Holding: The Court refused to grant review and denied the petition challenging the warrantless stop and subsequent searches in the marijuana investigation, leaving the North Carolina courts’ rulings undisturbed.

Real World Impact:
  • Leaves state-court rulings and convictions in place without Supreme Court review.
  • Limits federal habeas review of Fourth Amendment claims because of Stone v. Powell.
  • Keeps disputed evidentiary findings from being reexamined by lower federal courts.
Topics: police searches, marijuana smuggling, vehicle stop rules, state court appeals

Summary

Background

Several men were arrested after a deputy sheriff watched activity at a rural coastal property and followed a truck that left the site.

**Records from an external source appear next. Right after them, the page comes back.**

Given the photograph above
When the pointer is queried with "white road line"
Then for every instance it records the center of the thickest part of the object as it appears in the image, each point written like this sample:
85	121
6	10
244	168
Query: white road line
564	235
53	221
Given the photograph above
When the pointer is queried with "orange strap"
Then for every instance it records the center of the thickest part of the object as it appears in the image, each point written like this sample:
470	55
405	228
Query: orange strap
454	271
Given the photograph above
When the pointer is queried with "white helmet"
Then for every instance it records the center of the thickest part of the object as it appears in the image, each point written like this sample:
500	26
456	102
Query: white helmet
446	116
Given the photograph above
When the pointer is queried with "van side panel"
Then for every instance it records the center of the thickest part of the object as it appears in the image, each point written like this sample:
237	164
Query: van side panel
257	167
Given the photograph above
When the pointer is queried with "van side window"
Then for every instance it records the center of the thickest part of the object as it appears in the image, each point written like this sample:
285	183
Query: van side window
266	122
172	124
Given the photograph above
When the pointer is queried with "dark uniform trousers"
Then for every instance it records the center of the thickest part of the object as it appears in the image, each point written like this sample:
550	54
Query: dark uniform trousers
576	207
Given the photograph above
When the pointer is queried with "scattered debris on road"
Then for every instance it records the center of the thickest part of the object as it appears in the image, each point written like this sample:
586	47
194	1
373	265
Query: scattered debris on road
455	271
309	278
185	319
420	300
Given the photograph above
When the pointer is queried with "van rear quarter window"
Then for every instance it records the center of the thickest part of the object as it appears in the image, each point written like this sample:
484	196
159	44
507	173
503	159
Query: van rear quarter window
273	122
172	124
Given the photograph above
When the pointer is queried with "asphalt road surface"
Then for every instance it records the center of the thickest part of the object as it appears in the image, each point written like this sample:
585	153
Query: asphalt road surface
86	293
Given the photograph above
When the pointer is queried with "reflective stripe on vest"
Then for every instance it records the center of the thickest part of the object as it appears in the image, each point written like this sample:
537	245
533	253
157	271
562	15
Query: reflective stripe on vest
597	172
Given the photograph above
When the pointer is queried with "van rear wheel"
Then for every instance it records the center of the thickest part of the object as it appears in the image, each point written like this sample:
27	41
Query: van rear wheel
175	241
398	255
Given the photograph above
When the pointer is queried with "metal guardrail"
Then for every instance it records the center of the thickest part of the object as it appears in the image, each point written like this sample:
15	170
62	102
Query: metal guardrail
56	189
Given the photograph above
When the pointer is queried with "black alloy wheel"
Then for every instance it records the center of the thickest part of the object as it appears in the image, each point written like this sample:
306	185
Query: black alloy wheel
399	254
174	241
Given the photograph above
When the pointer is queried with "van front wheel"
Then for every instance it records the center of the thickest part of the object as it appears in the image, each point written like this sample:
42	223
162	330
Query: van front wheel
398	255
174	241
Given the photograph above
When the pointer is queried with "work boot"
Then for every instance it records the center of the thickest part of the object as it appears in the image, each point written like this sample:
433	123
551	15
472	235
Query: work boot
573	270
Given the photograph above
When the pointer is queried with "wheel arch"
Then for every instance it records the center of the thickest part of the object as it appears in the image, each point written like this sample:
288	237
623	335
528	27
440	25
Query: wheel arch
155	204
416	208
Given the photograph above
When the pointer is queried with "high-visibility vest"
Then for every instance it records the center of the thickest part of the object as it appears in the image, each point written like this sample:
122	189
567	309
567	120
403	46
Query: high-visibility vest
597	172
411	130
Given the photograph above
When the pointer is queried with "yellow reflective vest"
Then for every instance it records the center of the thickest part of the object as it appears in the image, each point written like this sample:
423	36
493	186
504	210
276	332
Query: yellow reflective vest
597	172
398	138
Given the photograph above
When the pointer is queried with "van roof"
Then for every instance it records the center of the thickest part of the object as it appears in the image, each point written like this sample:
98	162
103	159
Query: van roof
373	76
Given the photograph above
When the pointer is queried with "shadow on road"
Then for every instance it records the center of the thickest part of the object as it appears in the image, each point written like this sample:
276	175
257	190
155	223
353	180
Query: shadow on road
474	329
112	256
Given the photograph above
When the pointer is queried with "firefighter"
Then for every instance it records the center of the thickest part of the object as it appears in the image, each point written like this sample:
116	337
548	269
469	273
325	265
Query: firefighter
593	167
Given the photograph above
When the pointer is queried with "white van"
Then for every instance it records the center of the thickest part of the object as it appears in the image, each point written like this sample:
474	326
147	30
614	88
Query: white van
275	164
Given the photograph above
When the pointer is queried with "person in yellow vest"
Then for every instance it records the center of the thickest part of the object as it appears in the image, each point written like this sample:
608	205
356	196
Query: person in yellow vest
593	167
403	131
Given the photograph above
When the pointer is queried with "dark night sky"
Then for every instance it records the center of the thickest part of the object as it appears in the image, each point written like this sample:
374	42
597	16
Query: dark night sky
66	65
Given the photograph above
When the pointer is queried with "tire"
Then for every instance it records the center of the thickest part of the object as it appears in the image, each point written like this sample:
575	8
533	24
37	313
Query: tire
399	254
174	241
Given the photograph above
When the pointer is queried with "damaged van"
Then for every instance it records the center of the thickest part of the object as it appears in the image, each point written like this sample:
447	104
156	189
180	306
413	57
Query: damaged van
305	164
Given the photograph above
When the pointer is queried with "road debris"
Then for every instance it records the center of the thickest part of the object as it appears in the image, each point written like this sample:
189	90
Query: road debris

The truck was stopped, officers smelled marijuana, and a search warrant later uncovered about 4,000 pounds of marijuana in the truck. A subsequent warrant search of the property’s buildings found more marijuana. The defendants pleaded guilty after a trial court denied their motion to suppress the seized evidence, and the North Carolina courts upheld those rulings.

Reasoning

The central question presented was whether the initial stop and the later searches were lawful under the Constitution’s protection against unreasonable searches. The Supreme Court declined to review the state courts’ decisions, so the state rulings stand. Justice Brennan, however, wrote that the facts relied on by the deputy — boat and truck noises, a locked gate, a grounded boat a mile away, and rifle shots possibly heard days earlier — did not add up to an objective basis for a reasonable suspicion to stop the truck. He emphasized that a prior decision, Stone v. Powell, bars federal habeas review of Fourth Amendment claims, forcing the Supreme Court to act as the only federal forum for these issues when habeas is unavailable.

Real world impact

Because the Court refused review, the state-court findings and the defendants’ convictions remain in effect. The denial also underscores that, under Stone v. Powell, federal habeas relief is generally unavailable for Fourth Amendment claims, limiting defendants’ opportunities for federal reexamination. The practical result is that contested stops and searches may remain unreviewed by federal courts when state procedures have been exhausted.

Dissents or concurrances

Justice Brennan dissented from the denial, arguing there was a substantial constitutional question about the stop’s basis and that the Court should have heard the case; Justice Stewart also dissented from the denial.